The road surfaces are also pretty terrible.  I didn’t see any potholes, but subsidence and heave, and cracking of the surfaces, are rife.  This is probably inevitable, and not worth the cost of fighting, where winter temperatures can stay below -20C for days on end and metres of snow can be dumped in a single day.  It does however make for a pretty bum-numbing ride.  I had thought to lend my spare Brompton to my daughter to use there, but I doubt she would tolerate the bruising for long.
So, they have Bixi.

Bixi hire bike docking station outside McGill Campus on Rue University
If they look familiar, it is because they are:  they are just like the London cycle hire scheme (or rather, vice versa, as Bixi came first and both schemes are made by a Montreal company).  Except of course that Bixi doesn’t give free advertising to Barclays Bank.
I hadn’t ridden one of these before – no need back home as I have my Brompton – and I must say the experience was, well, interesting.  It rather felt like the effort required to be input, and resulting output, were comparable to riding a pedalo on the Serpentine.  The bikes also made all sorts of alarming clicking, whining and scraping noises, which would have worried me deeply had I not known that I could return it to a dock and forget about it at  my leisure.  But it was fairly comfortable, and rode through the awful road surfaces with less bruising and battering than I might have suffered on skimpier tyres.

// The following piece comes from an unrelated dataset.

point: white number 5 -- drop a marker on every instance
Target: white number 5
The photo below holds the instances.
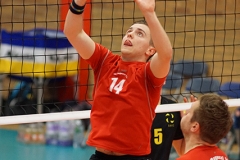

The scheme is only open about seven months a year, with the stations being progressively stocked during April, and destocked during November.  Evidently cycling largely stops in mid winter, no doubt due to the abundance of snow and ice everywhere, and the difficulties in riding around dressed like Michelin Man in wellies.  Residents can buy an “annual” subscription for C$82 (£47) or  28 day pass for C$28.  For visitors, the scheme seems quite dear, at C$7 (£4) for 24 hours – twice the price of the London scheme – or C$15 for 72 hours.  For any combination of 1-7 days, whether buying a 24 hour pass or a 72 hour (in London 1 week) pass, the Montreal scheme would cost between 45% and 100% more than in London.  Considering that the general exchange rate for retail prices on coffee, meals etc  in Montreal is C$1 buys £1, ie 40% cheaper, this reversal is remarkable.  Otherwise, the conditions of use, first 30 minutes free etc, are substantially the same.

I figure I am going to be here a couple of visits a year for the next three years, so I imagine I’ll get plenty of chance to explore.